The 2011 Audi A8 all-wheel-drive sedan has imposing styling, a fabulous interior and high-tech features that can be easily utilized if you spend some time studying them.
This fourth-generation A8 — Audi’s flagship car — has a revised front end but looks basically unchanged. It continues to have the automaker’s nearly all-aluminum body/chassis structure that few Americans ever understood or fully appreciated. It makes this four-door very rigid and lighter than most rivals.
The A8 is still a big guy at approximately 4,400 pounds, due partly to its all-wheel-drive hardware, and it has a longer wheelbase and overall length. It’s also wider.
The new A8 4.2 comes in standard ($78,050) or extended-wheelbase ($84,000) forms and is powered by a sophisticated 372-horsepower improved V-8 with new direct fuel injection that helps boost horsepower to 372 from the 2010 model’s 350 rating. Both versions have the comfort, convenience and safety features expected in a luxury sedan.
Optional safety items are adaptive cruise control to help prevent rear-end collisions and an enhanced night vision.

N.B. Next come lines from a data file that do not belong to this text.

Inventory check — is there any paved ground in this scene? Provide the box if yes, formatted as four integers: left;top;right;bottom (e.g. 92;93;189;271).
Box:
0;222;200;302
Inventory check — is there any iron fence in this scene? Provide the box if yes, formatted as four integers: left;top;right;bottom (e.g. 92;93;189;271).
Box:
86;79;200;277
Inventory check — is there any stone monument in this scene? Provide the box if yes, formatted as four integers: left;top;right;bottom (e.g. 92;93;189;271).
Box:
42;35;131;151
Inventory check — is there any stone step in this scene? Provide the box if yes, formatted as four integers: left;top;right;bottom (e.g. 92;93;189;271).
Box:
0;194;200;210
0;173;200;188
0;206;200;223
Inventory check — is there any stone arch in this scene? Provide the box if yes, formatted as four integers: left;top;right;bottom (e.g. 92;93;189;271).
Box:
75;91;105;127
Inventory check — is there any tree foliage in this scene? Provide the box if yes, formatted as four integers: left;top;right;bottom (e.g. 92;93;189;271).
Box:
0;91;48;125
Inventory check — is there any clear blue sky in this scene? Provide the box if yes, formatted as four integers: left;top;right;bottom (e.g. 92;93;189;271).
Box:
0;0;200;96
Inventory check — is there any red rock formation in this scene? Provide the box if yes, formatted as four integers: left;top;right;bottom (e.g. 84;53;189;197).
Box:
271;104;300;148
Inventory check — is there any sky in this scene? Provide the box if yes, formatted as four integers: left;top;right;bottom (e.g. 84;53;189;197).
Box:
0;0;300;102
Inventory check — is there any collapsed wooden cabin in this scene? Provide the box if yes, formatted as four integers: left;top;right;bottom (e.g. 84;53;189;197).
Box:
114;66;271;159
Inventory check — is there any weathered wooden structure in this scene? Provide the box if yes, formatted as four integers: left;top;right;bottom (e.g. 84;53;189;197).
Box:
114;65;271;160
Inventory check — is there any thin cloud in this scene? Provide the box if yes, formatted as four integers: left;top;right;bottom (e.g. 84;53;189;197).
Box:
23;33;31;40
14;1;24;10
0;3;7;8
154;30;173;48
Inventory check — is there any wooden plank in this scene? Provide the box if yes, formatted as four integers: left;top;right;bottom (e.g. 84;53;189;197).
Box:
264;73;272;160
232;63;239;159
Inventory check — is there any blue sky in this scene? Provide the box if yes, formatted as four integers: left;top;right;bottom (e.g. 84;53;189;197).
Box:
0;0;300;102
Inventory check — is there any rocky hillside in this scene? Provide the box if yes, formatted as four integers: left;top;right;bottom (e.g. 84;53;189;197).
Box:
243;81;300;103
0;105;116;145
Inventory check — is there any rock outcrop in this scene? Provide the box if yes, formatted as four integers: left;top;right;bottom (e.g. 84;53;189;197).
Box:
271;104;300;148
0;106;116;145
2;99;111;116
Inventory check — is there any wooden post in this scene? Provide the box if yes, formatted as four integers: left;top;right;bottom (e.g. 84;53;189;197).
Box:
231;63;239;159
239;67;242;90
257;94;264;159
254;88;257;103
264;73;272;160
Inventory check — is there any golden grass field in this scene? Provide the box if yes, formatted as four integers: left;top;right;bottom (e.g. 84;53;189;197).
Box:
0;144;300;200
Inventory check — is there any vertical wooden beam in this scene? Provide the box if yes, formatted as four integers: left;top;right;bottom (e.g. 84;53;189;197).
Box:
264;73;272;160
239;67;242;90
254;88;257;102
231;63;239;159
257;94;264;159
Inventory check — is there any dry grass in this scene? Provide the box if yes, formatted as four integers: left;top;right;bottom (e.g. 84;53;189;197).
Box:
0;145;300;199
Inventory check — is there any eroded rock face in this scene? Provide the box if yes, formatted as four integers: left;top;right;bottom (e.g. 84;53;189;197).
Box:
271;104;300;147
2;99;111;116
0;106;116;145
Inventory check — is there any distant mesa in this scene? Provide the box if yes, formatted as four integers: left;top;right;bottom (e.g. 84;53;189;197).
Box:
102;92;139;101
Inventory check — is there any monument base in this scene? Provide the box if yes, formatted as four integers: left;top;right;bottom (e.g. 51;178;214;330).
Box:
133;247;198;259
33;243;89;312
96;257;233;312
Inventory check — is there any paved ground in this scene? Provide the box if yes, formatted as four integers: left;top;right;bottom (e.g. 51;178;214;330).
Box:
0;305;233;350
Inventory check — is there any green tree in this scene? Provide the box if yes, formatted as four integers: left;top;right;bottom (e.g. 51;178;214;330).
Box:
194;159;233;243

There are plenty of tempting — and often costly — comfort and convenience options. They include a $6,300 Bang & Olufsen advanced sound system and a $2,300 convenience package with such items as a power trunk lid and rearview camera.
The silky smooth V-8 also has more torque and works with a responsive new eight-speed automatic transmission that helps allow estimated fuel economy of 27 mpg on the highway — remarkably good for this type car — and a respectable 17 mpg in the city.
The automatic can be shifted manually. But, with all those transmission speeds, most who want to shift for themselves will soon wonder why they’re bothering.
One of the car’s few drawbacks is a shift selector lever that doesn’t move back and forth through detents like a normal selector and can make it easy to select the wrong gear if a driver isn’t paying attention.
The car does 0-60 mph in about 5 seconds just left in regular drive mode and feels as if it would be more comfortable cruising European no-speed-limit highways at 100 mph than loafing on U.S. freeways or highways at 65-75 mph. That’s usually the mark of a superb car. Top speed is an electronically limited 155 mph.
An advanced adaptive air suspension assures a smooth ride and flat cornering, and the nicely weighted steering is direct, with good road feel. The A8 handles like a smaller, nimble car. Large 19-inch wheels are standard, but 20-inchers are available for $1,200. Brakes are powerful.
A model with a 12-cylinder engine generating approximately 500 horsepower and likely costing more than $100,000 is said to be coming, but enough is enough, isn’t it? The A8 is mainly for older, sophisticated premium sedan buyers, not for go-fast drivers. Even the seats are shaped more to give long-distance comfort than added support when snaking through bends. Seats can be be ordered with message, heat and ventilation features.
I tested the $78,050 regular-wheelbase A8, which left me wondering why anyone would want the extended-wheelbase version unless they expect NFL players to toss a football in the back seat.
However, roomy as it is, the regular-wheelbase A8 rear seat has a stiff center area that only allows comfortable seating for two. It’s best to flip down the large center seat armrest. Individual rear seats are options.
The revised, whisper-quiet interior is wider, airy and spacious. The hefty steering wheel can be easily gripped, and backlit gauges can be quickly read. The engine has a start/stop button and high-tech features include a navigation system with a touchpad. To enter a destination or phone number you just draw letters or numbers on the control panel with a finger.
My test car had the power open-and-close trunk lid feature, which was helpful, but the large trunk had a wide but rather high opening.
Audi is making more of a name for itself here, where it long lagged behind Mercedes and BMW in terms of status. But Audi keeps coming up with a wide range of new and improved alluring models such as the A8 that are drawing more Americans to its showrooms.